Type 2 diabetes and obesity are major public health issues worldwide. The prevalence of these diseases is rising rapidly, with the International Diabetes Federation forecasting that, by 2040, 1 in 10 people will be affected by type 2 diabetes.1

Diabetes and obesity adversely affect both the renal and cardiovascular systems. Obesity very often causes insulin resistance, hyperglycemia and high blood pressure, all risk factors for the development of chronic cardiovascular and kidney diseases. Bariatric surgery may be an alternative treatment option for some patients with both type 2 diabetes and obesity. In addition to weight loss, bariatric surgery offers major benefits in terms of metabolic and blood glucose control.2

The surgery can even lead to complete remission of diabetes. A Swedish study demonstrates a reduction in mortality and a reduction in the incidence of vascular complications in diabetic patients having undergone bariatric surgery, with a remission rate of over 30% after 15 years.3


2| The specific effects of bariatric surgery on the kidneys and heart of obese patients with type 2 diabetics

A recent British study including 11,125 patients with type 2 diabetes was carried out to demonstrate the renal and cardiovascular effects of bariatric surgery. The study concerned two cohorts, one including patients having undergone bariatric surgery and the other including patients without this surgery.
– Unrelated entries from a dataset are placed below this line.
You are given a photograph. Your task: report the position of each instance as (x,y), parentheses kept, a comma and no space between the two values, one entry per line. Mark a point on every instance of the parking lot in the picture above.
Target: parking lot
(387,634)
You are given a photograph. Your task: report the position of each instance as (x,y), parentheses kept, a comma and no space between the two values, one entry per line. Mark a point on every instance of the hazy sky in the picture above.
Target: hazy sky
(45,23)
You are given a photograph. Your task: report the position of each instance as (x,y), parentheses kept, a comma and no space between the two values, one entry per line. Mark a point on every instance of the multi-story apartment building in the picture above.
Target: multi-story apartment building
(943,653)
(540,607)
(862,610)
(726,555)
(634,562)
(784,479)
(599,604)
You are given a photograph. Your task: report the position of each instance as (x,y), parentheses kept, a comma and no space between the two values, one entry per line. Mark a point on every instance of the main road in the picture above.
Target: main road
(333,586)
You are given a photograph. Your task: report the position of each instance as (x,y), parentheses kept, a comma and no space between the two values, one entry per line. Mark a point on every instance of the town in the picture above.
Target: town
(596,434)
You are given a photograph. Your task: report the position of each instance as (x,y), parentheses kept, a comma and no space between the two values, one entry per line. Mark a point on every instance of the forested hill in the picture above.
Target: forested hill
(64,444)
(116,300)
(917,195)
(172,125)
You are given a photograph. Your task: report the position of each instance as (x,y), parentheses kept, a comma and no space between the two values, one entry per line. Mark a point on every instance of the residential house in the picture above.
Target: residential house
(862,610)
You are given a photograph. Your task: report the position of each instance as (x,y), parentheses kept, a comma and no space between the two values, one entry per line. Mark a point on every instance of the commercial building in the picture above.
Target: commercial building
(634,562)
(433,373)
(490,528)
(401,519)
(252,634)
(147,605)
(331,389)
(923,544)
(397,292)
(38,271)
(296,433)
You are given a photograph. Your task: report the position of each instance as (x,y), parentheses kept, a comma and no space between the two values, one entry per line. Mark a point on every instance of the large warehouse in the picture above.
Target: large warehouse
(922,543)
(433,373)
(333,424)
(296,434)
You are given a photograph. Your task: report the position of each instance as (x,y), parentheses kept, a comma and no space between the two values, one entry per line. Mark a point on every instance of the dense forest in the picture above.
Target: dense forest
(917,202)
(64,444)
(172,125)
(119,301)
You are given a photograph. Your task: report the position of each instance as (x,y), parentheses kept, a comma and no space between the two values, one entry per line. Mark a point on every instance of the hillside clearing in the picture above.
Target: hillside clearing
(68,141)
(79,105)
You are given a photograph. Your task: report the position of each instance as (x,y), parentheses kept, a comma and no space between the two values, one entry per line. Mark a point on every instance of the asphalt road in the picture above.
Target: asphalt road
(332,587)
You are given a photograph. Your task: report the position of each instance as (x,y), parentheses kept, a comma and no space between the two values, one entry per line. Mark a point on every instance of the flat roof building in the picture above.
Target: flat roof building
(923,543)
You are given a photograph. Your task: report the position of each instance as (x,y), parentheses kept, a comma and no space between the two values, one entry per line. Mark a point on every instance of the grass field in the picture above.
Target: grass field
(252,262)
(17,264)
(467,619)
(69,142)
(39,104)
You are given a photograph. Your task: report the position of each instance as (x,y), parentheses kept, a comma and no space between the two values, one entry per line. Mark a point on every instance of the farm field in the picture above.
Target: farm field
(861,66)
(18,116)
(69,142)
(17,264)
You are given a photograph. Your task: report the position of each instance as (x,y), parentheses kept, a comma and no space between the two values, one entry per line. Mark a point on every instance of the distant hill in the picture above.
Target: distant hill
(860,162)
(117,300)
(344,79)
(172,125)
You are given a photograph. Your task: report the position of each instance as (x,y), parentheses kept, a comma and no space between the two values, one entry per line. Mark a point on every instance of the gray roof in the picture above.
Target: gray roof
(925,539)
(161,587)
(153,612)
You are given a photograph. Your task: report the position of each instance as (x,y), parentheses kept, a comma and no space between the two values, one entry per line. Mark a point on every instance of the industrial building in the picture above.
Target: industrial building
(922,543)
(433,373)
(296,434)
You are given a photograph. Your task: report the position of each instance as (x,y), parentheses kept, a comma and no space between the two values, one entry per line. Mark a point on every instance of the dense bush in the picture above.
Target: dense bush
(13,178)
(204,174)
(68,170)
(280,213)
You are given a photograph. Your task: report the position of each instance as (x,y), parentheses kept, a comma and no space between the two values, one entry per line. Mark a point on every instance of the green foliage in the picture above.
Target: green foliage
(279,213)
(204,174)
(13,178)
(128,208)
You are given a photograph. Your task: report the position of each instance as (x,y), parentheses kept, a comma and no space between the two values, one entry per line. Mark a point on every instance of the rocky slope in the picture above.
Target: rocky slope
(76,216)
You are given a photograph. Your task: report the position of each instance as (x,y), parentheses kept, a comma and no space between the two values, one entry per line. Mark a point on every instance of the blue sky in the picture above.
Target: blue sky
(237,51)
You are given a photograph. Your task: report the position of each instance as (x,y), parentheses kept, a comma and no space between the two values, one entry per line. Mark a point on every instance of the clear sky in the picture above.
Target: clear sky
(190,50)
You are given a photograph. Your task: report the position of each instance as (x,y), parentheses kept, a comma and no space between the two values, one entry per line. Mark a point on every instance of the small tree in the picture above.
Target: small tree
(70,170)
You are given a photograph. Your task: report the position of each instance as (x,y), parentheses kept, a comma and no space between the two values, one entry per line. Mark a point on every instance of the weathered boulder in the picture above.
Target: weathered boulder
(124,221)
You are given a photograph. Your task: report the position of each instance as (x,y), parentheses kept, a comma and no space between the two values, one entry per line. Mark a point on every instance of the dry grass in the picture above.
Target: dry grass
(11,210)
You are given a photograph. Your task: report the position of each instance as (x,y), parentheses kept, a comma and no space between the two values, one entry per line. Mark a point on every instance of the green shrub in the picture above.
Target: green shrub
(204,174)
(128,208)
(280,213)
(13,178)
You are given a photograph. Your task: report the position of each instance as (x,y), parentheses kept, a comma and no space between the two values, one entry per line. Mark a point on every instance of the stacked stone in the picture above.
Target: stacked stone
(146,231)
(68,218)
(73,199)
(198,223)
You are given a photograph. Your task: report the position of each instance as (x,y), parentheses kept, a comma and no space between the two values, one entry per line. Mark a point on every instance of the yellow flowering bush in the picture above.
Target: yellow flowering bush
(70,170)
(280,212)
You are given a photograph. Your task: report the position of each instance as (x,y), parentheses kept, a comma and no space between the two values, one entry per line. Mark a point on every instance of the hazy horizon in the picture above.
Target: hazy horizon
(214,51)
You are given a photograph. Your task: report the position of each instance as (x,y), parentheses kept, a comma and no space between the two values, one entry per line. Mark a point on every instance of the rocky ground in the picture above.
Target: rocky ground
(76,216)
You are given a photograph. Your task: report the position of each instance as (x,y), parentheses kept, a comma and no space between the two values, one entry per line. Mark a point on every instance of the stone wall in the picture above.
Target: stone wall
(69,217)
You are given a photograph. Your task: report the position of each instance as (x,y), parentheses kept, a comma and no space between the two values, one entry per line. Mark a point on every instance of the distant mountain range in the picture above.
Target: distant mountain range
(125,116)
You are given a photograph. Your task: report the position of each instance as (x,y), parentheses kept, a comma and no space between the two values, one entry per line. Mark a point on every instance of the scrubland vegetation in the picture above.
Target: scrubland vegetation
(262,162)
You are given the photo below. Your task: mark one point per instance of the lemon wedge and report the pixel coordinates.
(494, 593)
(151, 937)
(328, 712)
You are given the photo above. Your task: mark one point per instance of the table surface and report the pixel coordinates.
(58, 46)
The mean age of the first group was 52 years, with around 60% women and a body mass index (BMI) of 41. For this cohort, the scientists observed a 54% reduction in the development of chronic kidney disease (CKD) compared to the cohort without bariatric surgery. The scientists also observed that the bariatric group had an increased glomerular filtration rate, i.e., an increased 24-hour filtration capacity of the kidneys during 75% of the follow-up time. It was also observed that patients with microalbuminuria at baseline were protected against CKD.4

Bariatric surgery is still not often routinely considered despite its potential benefits in terms of reducing some of the complications of type 2 diabetes. Additional randomized studies are likely to further confirm the benefits of this type of surgery.


3| Sources

  2. Pories WJ, Swanson MS, MacDonald KG, et al. Who would have thought it? An operation proves to be the most effective therapy for adult-onset diabetes mellitus. Ann Surg. 1995; 222(3):339-352. doi:10.1097/00000658-199509000-00011
  3. Sjöström L, Peltonen M, Jacobson P, et al. Association of bariatric surgery with long-term remission of type 2 diabetes and with microvascular and macrovascular complications. JAMA. 2014;311(22):2297-2304. doi:10.1001/jama.2014.5988
  4. Alkharaiji, M., Anyanwagu, U., Donnelly, R. et al. Effect of Bariatric Surgery on Diagnosed Chronic Kidney Disease and Cardiovascular Events in Patients with Insulin-treated Type 2 Diabetes: a Retrospective Cohort Study from a Large UK Primary Care Database. OBES SURG 30, 1685–1695 (2020).